There’s Russell Howarth in Sydney, who infamously started conducting citizen’s arrests of Uber X drivers. He’d order a car via the Uber app, ask the drivers if they have the right accreditation and if they answered no, demanded to be driven to a police station and proceed to “arrest” them. The police were confused and didn’t do anything, but Russell did get attention. He’s even started a website called ArrestingUber where he details each of his arrests.
The taxi booking companies are of course rallying against UberX, with Crown Cabs being one of the more prolific campaigners on Twitter for using an “Accredited Taxi Booking Service” and the Victorian Taxi Association launching #TaxiTrippin – the digital equivalent of Mr. Burns dressing up as a child and attending Springfield Elementary in order to learn the secrets of the young.

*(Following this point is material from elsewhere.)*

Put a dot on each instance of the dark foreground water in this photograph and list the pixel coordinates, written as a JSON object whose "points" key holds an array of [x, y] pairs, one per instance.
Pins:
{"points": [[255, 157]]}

UberX is a Thing – Now What?
Despite the taxi industry getting a little weird with their defensiveness, they have a point. UberX is illegal in Victoria. It’s pretty clear cut. The law says that the driver needs to have “Commercial Passenger Vehicle and Bus Driver Accreditation” and the car needs a permit, either a hire car one or a taxi one. UberX drivers have neither of these. Some may obtain the right accreditation as getting it isn’t very expensive (about $150) and just requires getting a medical exam and filling in a form. But UberX cars do not have the right hire car or taxi permit.
The Taxi Services Commission have begun criminal proceedings against 12 UberX drivers, starting with Nathan Brenner. There is little detail around about this case, but it is being heard on the 23rd of March, 2015. If the judge decides Nathan was breaking the law, that has some large ramifications for Uber and UberX drivers. Will UberX drivers quit in fear of getting hauled before the Magistrate’s Court? Will Uber simply pay the fines indefinitely? Maybe Uber will just stop offering UberX in Victoria and stick to UberBLACK?
Like any disruptive technology, its existence brings more rhetorical and debatable questions to the foreground. In the case of Uber – what exactly is taxi regulation good for? Why does it exist? Who’s interest does it serve? UberX drivers can be made to get the commercial vehicle accreditation easily enough, but the right permit would make UberX prohibitive. Do we scrap these permits? What about insurance for UberX drivers currently not covered by private car insurance? As Uber aggressively expands, these are the sort of questions regulators and governments need to ponder and the type of questions the status quo will respond to with answers that suit them. At the end of the day though, technology always wins against a loathed, slow to respond incumbent. It’s only a matter of time.